Markets braced for more volatility on Monday, with investors unnerved by the growing possibility of a coronavirus pandemic. Last week, investors bolted risk-sensitive assets in favor of safe haven assets, including gold and Treasuries.
7:30 a.m. ET: Stock futures slump in early trading
Here were the main moves during the pre-market session, as of 7:30 a.m. ET:
S&P 500 futures (ES=F): 3,265.00, down 74.25 points or 2.22%
Dow futures (YM=F): 28,293, down 688.00 points or 2.37%
Nasdaq futures (NQ=F): 9,222.25, down 235.75 points or 2.49%
Crude oil (CL=F): $51.39 per barrel, down $1.99 or 3.73%
Gold (GC=F): $1,682.50 per ounce, up $33.70 or 2.04%
An unexpected surge in confirmed infections within South Korea and Italy — which now has the largest cluster of cases outside of China — raised the possibility that the mystery virus could be mutating into a pandemic.

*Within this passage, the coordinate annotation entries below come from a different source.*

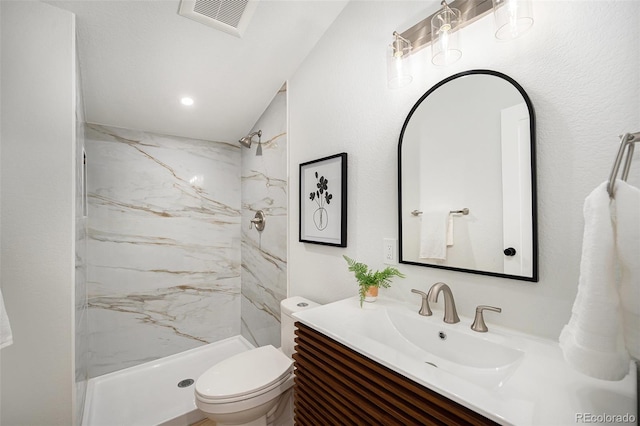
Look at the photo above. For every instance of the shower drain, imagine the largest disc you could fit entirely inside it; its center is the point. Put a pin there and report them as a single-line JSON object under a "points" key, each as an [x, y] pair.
{"points": [[185, 383]]}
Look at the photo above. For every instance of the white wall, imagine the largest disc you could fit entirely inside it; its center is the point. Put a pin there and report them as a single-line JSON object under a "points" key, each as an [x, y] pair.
{"points": [[579, 65], [37, 217]]}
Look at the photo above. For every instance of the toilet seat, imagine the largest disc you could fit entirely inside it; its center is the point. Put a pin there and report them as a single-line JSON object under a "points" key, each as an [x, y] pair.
{"points": [[244, 376]]}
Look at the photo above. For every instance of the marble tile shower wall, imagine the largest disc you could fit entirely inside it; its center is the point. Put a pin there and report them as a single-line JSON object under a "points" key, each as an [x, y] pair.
{"points": [[163, 245], [264, 255], [81, 317]]}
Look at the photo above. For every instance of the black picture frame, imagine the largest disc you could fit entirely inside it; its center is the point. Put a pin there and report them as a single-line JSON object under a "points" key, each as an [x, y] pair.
{"points": [[323, 201]]}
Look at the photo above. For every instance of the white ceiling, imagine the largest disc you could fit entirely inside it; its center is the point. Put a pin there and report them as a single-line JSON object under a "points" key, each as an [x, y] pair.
{"points": [[139, 57]]}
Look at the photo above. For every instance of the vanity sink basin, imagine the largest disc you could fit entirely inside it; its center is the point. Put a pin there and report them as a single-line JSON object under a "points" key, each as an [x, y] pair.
{"points": [[508, 376], [426, 343], [451, 343]]}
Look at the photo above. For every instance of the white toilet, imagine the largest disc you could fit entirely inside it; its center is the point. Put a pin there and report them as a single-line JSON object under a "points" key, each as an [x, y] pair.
{"points": [[253, 387]]}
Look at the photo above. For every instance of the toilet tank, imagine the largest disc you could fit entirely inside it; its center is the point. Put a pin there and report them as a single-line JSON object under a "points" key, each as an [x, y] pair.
{"points": [[287, 308]]}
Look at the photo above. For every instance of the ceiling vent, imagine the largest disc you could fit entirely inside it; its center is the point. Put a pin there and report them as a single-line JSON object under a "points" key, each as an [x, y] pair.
{"points": [[230, 16]]}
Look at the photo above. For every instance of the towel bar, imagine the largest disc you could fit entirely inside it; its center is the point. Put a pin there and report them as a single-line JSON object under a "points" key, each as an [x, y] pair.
{"points": [[464, 211], [627, 142]]}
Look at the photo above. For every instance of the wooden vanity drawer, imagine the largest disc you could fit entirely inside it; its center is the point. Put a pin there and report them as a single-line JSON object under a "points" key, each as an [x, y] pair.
{"points": [[334, 385]]}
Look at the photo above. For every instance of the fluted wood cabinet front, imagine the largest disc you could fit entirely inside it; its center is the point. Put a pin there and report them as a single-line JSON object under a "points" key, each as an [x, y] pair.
{"points": [[335, 385]]}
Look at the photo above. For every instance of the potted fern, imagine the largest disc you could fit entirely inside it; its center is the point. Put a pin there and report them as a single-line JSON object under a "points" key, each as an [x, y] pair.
{"points": [[369, 281]]}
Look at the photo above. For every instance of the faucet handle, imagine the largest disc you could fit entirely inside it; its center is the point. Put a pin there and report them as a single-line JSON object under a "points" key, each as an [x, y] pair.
{"points": [[425, 310], [478, 322]]}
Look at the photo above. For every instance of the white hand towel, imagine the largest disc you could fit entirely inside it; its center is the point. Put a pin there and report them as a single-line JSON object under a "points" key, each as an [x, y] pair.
{"points": [[592, 342], [627, 217], [6, 337], [433, 234]]}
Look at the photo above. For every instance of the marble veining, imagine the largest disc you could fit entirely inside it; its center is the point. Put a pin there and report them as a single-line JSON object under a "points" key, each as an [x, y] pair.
{"points": [[163, 245]]}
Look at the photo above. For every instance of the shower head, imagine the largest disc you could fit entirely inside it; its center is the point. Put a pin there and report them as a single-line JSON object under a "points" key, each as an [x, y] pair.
{"points": [[246, 141]]}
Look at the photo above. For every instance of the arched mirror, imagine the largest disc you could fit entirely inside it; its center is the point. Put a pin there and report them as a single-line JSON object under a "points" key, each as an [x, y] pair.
{"points": [[466, 177]]}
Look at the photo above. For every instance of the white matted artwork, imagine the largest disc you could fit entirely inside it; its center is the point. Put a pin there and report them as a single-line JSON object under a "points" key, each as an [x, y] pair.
{"points": [[323, 201]]}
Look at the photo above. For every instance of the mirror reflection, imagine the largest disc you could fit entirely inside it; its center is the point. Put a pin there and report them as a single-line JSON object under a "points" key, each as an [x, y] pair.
{"points": [[467, 178]]}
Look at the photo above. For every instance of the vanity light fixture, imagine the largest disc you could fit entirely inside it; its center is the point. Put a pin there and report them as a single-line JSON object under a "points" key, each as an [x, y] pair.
{"points": [[186, 101], [441, 30], [445, 37], [512, 18], [399, 62]]}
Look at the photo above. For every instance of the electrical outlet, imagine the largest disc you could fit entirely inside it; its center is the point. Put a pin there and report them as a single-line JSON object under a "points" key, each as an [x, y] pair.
{"points": [[389, 251]]}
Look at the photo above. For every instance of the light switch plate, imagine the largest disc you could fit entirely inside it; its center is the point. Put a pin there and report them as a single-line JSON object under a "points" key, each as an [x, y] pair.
{"points": [[390, 251]]}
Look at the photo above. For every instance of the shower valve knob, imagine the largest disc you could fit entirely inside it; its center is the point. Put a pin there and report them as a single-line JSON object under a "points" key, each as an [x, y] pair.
{"points": [[259, 220], [510, 251]]}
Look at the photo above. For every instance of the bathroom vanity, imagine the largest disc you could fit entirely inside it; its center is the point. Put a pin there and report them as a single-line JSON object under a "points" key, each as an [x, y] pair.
{"points": [[337, 385], [385, 364]]}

Last week, the Hubei province at the epicenter of the coronavirus outbreak revised its method of counting cases for the third time this month, further undermining confidence in the country’s official counts.
It raises the stakes for the entire global economy rather than just China, where the overwhelming majority of the world’s nearly 80,000 cases are located. According to Marc Chandler at Bannockburn Global Forex:
The [coronavirus] has not only crippled the Chinese economy, but its sheer size and magnitude of its integration in the global supply chains have far-reaching knock-on effects. Asia-Pacific economies that were increasingly reliant on Chinese input and demand are the most vulnerable. Estimates suggest that the world’s second-largest economy is operating well less than 50% of capacity.
Indeed, the extension of the stoppages and disruptions increase the likelihood that the Chinese economy contracts in Q1 [and] The supply chain disruptions are adversely impacting Japanese and Korean automakers. German automakers derived a substantial share of their profits from China, and car sales continue to weaken.
The virus is sending ripples across the global supply chain, with names like Volkswagen, Burberry, Starbucks and Apple among the growing list of multinationals whose operations are being adversely impacted by the outbreak.